Event Start
     
Event Time
2:00 pm
4122 CSIC Building

Spectral Problems in Inverse Scattering for Inhomogeneous Media

Prof. Fioralba Cakoni, Department of Mathematics, Rutgers University

 

The inverse scattering problem for inhomogeneous media amounts to inverting a locally compact nonlinear operator, thus presenting difficulties in arriving at a solution. Initial efforts to deal with the nonlinear and ill-posed nature of the inverse scattering problem focused on the use of nonlinear optimization methods. Although efficient in many situations, their use suffers from the need for strong a priori information in order to implement such an approach. In addition, recent advances in material science and nanostructure fabrications have introduced new exotic materials for which full reconstruction of the constitutive parameters from scattering data is challenging or even impossible.

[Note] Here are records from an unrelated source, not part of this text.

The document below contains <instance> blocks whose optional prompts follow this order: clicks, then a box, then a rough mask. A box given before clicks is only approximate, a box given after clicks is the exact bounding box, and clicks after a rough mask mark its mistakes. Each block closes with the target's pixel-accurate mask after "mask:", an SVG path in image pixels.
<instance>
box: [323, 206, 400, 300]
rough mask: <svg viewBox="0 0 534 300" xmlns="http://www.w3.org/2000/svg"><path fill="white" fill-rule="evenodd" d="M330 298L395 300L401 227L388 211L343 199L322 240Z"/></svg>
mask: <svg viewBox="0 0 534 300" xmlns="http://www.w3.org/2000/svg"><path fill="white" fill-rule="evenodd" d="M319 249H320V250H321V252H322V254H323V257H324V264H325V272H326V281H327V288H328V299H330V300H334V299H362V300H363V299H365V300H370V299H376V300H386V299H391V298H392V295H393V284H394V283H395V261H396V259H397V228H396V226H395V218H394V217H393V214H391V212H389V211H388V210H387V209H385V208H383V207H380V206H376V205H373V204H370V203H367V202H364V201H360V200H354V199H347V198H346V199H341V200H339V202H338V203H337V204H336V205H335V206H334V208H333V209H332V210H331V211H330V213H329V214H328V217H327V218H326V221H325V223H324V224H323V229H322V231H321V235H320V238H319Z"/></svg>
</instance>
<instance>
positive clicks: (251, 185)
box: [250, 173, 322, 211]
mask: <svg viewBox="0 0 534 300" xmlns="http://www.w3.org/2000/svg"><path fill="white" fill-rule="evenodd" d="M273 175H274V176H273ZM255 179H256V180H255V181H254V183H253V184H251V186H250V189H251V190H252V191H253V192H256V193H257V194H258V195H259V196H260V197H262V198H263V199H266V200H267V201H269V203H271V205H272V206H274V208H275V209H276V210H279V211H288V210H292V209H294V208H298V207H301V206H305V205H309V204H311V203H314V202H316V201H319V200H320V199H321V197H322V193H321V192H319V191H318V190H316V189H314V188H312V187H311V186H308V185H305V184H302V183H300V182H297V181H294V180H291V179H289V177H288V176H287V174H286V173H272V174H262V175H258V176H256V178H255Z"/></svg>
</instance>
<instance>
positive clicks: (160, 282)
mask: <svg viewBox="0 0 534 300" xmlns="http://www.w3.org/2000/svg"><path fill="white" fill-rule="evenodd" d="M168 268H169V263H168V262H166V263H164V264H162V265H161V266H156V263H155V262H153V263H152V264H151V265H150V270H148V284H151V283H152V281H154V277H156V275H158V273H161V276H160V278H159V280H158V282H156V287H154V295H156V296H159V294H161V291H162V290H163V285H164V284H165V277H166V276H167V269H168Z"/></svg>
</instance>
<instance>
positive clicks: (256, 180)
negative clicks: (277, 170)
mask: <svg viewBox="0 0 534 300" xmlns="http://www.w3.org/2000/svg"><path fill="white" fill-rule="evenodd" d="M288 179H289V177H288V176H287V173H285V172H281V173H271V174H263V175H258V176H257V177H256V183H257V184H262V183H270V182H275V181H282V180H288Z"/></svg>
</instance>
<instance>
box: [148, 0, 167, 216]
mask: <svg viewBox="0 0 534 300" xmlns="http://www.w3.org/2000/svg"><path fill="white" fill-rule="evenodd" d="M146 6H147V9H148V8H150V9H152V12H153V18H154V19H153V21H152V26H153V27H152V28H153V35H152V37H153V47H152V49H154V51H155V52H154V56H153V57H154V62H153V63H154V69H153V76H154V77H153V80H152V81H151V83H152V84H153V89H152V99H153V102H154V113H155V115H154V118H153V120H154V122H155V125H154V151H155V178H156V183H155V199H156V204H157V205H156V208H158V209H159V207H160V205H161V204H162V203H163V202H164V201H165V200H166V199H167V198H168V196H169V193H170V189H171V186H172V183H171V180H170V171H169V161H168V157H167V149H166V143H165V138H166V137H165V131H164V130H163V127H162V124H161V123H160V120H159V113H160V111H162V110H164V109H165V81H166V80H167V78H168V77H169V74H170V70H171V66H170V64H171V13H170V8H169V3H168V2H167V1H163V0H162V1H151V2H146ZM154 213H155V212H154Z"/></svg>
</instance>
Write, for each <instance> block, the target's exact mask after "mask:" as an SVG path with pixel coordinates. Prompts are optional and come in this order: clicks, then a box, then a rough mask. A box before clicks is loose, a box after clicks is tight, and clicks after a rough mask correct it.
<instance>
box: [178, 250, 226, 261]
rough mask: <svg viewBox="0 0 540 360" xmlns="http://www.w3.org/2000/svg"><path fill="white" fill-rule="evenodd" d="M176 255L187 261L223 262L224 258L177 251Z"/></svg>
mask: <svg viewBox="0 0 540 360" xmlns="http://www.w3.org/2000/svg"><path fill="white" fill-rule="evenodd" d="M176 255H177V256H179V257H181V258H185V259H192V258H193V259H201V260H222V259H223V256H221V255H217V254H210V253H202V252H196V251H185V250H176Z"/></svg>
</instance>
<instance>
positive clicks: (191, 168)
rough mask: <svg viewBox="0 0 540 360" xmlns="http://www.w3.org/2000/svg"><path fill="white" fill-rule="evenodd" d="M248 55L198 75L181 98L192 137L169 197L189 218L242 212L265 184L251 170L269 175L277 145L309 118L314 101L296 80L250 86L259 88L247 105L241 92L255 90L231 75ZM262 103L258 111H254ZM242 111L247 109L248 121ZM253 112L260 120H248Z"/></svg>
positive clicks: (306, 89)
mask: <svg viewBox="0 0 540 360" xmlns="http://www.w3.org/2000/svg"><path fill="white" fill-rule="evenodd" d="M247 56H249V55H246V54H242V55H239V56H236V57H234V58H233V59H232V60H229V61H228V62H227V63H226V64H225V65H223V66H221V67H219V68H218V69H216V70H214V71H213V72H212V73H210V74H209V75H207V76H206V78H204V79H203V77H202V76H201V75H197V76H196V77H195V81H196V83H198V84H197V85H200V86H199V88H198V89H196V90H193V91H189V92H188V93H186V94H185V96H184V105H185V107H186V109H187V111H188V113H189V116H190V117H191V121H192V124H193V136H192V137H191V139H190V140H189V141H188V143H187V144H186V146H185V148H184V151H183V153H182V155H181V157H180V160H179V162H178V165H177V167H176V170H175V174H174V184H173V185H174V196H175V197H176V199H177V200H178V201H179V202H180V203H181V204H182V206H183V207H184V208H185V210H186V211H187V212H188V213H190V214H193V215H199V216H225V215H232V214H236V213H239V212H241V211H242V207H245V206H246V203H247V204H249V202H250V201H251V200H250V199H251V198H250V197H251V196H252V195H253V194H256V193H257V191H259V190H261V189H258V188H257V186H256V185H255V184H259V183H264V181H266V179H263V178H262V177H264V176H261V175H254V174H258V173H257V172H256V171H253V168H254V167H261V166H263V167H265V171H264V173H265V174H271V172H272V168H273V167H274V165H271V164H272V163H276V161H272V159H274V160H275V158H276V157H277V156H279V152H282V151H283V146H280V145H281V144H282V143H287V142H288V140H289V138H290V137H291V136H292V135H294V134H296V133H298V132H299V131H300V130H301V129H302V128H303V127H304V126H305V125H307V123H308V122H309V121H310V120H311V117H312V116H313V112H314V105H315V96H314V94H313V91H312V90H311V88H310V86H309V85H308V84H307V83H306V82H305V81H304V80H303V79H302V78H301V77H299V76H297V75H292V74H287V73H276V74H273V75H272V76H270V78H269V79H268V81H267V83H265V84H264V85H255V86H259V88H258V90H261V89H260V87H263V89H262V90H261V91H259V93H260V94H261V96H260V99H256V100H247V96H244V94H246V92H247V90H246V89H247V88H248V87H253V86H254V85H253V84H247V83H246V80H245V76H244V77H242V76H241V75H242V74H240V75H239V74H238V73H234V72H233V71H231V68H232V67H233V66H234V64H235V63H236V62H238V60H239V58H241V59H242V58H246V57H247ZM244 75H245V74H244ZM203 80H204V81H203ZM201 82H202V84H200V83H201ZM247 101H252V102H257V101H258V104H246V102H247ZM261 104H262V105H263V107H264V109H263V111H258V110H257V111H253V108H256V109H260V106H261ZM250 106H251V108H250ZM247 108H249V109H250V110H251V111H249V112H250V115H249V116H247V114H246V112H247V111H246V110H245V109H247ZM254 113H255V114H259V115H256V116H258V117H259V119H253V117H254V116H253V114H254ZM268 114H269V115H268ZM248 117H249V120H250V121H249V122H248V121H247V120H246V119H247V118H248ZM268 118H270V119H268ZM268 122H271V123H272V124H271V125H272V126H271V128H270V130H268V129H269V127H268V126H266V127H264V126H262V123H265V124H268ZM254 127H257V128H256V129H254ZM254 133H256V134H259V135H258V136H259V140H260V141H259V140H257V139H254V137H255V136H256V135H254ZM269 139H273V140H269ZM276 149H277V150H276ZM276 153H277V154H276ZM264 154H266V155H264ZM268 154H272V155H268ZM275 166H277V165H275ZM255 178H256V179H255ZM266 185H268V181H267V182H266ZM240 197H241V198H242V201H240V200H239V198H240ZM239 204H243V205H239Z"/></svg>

In order to circumvent these difficulties, a recent trend in inverse scattering theory has focused on the development of  new methods, in which the amount of a priori information needed is drastically reduced but at the expense of obtaining only limited information of the scatterers. Such methods come under the general title of qualitative approach in inverse scattering theory; they yield mathematically justified and computationally simple reconstruction algorithms by investigating properties of the linear scattering  operator to decode non-linear information about the scattering object.  In this spirit, a possible approach is to exploit spectral properties of operators associated with scattering phenomena which carry essential information about the media. The identified  eigenvalues must satisfy two important properties: 1) can be determined from the scattering operator, and 2) are related to geometrical and physical properties of the media in an understandable way.        

In this talk we will discuss some old and new eigenvalue problems arising in scattering theory for inhomogeneous media.  We will present a two-fold discussion: on one hand relating the eigenvalues to the measurement operator (to address the first property) and on the other hand viewing them as the spectrum of appropriate (possibly non-self-adjoint) partial differential operators (to address the second property). Numerical examples will be presented to show what kind of  information these eigenvalues, and more generally the  qualitative approach,  yield  on the unknown inhomogeneity.